Ideally we'd want to list the topics in one place and generate the full template automatically. It's easy to write such a generator but it'd be nice to use a ready-built solution which we wouldn't have to onboard the current and new team members to specifically.

There are several CloudFormation generators, for example, in Scala and Python: CloudFormation Template Generator, troposphere. We've tried CloudFormation Template Generator, but it doesn't support cyclical references between resources, so we've stopped working on the problem for a while.

This time we've decided to try Dhall instead of a specialised generator. It is similar to JSON in syntax, can call functions, is strongly typed and can generate YAML and JSON (there are many other benefits not directly related to CF that I'm omitting here).

The advantage of Dhall over concrete generators is that despite fully static type checking, Dhall supports progressive typing: you don't have to explicitly mark the type of each value, it can be inferred automatically. This allows to skip defining all the possible types of resources and such beforehand. On the other hand, if a generator doesn't support a particular AWS resource type, the generator itself must be modified.

We've taken the existing CloudFormation template as the base and started to implement it in Dhall straight on. The first level only required cosmetic changes:

let mkParam = \(desc: Text) -> { `Type` = "String", Description = desc } in
{ AWSTemplateFormatVersion = "2010-09-09"
, Description = "ACME bucket"
, Parameters = { BucketName = mkParam "Name of the ACME bucket"
               , LogsBucketName = mkParam "Name of the ACME logs bucket"
               , DeploymentsBucketName = mkParam "Name of the ACME deployments bucket"

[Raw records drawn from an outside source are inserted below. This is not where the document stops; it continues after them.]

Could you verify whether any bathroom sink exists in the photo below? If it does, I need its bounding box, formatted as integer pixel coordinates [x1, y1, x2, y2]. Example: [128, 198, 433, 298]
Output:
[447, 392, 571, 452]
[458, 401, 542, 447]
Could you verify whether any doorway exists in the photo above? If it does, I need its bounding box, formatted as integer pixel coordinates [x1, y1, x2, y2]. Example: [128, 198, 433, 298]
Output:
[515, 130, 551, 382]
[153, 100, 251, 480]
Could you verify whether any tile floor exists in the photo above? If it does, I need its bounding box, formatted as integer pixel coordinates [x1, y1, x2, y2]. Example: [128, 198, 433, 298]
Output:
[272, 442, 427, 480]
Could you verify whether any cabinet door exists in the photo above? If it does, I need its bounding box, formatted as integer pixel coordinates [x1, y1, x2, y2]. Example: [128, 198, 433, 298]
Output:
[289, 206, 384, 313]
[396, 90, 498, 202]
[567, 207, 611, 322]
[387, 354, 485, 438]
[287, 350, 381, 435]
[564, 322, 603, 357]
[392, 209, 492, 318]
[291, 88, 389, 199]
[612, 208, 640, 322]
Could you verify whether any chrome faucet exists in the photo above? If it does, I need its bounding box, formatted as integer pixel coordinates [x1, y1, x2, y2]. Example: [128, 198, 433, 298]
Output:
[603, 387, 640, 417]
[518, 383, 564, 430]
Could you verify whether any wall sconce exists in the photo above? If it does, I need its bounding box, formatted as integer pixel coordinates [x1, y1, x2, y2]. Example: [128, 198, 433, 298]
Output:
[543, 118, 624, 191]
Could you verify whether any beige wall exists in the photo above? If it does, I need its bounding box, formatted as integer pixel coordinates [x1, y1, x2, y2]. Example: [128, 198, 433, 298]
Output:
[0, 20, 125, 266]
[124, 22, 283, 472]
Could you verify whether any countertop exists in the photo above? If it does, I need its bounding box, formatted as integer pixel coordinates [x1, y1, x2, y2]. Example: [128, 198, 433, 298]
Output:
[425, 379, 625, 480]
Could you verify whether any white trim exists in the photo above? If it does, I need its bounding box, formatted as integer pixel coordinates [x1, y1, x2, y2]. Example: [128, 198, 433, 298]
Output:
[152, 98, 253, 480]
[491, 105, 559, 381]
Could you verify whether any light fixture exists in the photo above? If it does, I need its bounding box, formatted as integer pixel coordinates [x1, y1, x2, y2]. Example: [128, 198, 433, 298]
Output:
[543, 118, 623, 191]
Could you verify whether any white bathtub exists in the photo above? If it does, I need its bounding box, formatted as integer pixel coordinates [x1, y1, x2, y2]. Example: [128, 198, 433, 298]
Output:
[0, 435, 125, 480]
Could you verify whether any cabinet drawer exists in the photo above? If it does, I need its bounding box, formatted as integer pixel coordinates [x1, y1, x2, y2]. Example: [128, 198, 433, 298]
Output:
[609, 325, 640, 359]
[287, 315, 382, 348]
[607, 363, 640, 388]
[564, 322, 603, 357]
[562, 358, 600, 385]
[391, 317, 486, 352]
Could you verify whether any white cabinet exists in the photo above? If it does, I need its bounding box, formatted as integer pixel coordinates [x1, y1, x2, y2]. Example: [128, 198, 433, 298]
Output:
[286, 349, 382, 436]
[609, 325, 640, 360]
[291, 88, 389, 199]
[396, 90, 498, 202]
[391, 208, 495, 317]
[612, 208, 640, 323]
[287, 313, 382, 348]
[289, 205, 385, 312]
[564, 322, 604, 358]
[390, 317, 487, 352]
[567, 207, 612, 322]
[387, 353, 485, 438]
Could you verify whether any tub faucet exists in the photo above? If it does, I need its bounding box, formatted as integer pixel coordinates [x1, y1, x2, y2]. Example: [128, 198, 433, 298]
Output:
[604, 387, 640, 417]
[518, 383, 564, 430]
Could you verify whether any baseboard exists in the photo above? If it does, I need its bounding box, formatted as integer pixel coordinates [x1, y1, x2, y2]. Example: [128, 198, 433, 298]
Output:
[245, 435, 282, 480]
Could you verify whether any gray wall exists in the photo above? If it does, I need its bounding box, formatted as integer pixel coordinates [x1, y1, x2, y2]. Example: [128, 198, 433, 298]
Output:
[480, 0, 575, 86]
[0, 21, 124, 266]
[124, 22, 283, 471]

The mkParam function already saved a few lines, but the most interesting is ahead - the Resources object.

The resource list in the existing template looks like this:

    Type: AWS::S3::Bucket
    # ...
    Type: AWS::S3::Bucket
    # ...
    Type: AWS::SNS::Topic
      TopicName: ACMEFooCreated
    Type: AWS::SNS::Topic
      TopicName: ACMEBarCreated
    Type: AWS::SNS::Topic
      TopicName: ACMEBazCreated
    Type: AWS::SNS::Topic
      TopicName: ACMEQuuxCreated
  # And tens of similar topics

According to YAML (and Dhall's YAML converter) Resources is an object, that is, a structure type with fields of ACMEFooCreatedTopic, ACMEBarCreatedTopic and so on. This is no good if we want to generate many similar resources.

Fortunately, the YAML converter automatically converts arrays of objects with mapKey and mapValue keys into objects with keys that we need, for example:

[ { mapKey = "one"
  , mapValue = 1
, { mapKey = "two"
  , mapValue = 2

gets converted to:

two: 2
one: 1

But it turns out this isn't the main problem.

The end of gradual typing

So we have a lot of similar topics which we can represent as:

{ name: Text
, resourceName: Text

and put into the resource array using a trivial function converting this representation to an SNS resource.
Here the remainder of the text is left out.